26/03/2022
I share a similar motivation toward expressing the spiritual in my work as Romantics like Blake, the Symbolists and early modernists, and now a postmodern visionary movement. Our problems are the same, "How do we create sacred art outside of a specific sacred tradition?" Prior to the modern era, most artists who were creating sacred art were working within various traditions. There is Christian icon art, Tibetan Buddhist Art, Jewish and Islamic calligraphic art, Ta***ic and Indian art, the various religions have had various but specific sacred forms or models which are repeated with some variation but mostly with an aim toward reproducing the pre-existing form. Contemporary sacred artists, working outside of specific traditions, must find personal "original" forms which characterize their own mystical or spiritual experiences. I put the word "original" in quotes because new sacred art still draws upon essential and archetypal symbology, the medium of truth for all established spiritual paths. In the throes of a mystical experience the divine imagination will shamelessly plunder the world's spiritual traditions and ransack the collective unconscious in order to deliver fresh, honest universally meaningful images. The artist ecstatics who have had psychedelic mystical experiences are documenting the transcendental domain from observation.

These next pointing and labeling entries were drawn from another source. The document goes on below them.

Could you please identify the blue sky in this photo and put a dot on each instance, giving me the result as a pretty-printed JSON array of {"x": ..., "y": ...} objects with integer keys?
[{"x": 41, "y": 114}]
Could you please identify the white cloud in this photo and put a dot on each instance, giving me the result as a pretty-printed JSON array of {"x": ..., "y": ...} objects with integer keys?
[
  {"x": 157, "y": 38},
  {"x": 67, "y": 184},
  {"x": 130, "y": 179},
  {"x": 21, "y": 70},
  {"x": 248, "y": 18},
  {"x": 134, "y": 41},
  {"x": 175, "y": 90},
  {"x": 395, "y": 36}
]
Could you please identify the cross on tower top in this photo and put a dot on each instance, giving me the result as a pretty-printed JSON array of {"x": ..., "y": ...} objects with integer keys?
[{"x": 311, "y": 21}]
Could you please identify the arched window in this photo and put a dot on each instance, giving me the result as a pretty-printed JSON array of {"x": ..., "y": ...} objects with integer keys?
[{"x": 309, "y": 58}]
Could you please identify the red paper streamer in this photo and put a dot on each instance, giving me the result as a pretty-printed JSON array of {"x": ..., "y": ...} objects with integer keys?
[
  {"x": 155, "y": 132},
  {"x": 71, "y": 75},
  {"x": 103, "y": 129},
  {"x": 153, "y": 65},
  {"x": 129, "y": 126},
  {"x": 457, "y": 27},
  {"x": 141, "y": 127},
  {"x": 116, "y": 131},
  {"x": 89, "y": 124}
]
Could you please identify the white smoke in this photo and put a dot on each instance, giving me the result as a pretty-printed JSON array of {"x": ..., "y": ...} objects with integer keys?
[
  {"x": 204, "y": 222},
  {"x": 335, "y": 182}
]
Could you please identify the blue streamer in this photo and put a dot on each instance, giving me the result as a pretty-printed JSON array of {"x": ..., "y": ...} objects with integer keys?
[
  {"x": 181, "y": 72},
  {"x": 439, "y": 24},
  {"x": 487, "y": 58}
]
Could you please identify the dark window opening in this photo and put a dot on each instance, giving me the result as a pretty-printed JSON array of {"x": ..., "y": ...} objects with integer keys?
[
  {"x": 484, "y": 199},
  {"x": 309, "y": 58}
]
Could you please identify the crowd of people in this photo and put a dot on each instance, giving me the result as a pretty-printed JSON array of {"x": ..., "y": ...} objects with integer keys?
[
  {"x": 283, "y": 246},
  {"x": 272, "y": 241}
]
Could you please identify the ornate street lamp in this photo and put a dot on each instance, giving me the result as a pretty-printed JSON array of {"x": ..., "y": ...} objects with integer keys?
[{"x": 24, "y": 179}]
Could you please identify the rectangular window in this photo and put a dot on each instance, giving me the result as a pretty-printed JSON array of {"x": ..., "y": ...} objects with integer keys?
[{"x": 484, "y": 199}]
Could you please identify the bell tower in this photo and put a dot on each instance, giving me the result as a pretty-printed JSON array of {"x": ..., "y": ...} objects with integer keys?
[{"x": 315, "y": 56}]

In his book The Idea of the Holy, Rudolf Otto writes of the "mysterium tremendum", the experience of losing control and of awe, dread and terror when confronting the Transcendental. Like Rabbi Hillel said, "God is not just flowers and bird songs, God is an earthquake." There is a categorization of aspects of the mystical experience put together by William James and Walter Stace. These categories are some of the most important common denominators of the mystical experience. First, a sense of oneness or unity within oneself and with others or with the whole of existence. With unity comes a sense that ordinary time and space have been transcended, replaced by a feeling of infinity and eternity. There is an ineffable or undescribable nature to the experience, something beyond words. The mental chatterbox shuts up and allows the Ultimate and true nature of reality to be revealed, which in some strange way seems more real than the phenomenal world which is experienced in ordinary states of consciousness. In the same way that we waken from a dream and realize the more "real" nature of our waking state, in the mystical state one awakens to a higher reality and notices the dreamlike character of our normal waking state. When people do begin to describe the experience or reduce it to words, these statements seem to be inherently paradoxical or illogical, such as "form is emptiness, and emptiness form" or "Thou art that". These are true statements coming from the perspective of non-duality, the problem is that rational discourse is dualistic. Perhaps that is why poetry or various art forms may more strongly convey the nature of the mystical state. With successful spiritual works of art, our dualistic rational mind may be temporarily transcended and we fuse with the mystic state being symbolically transmitted through the art.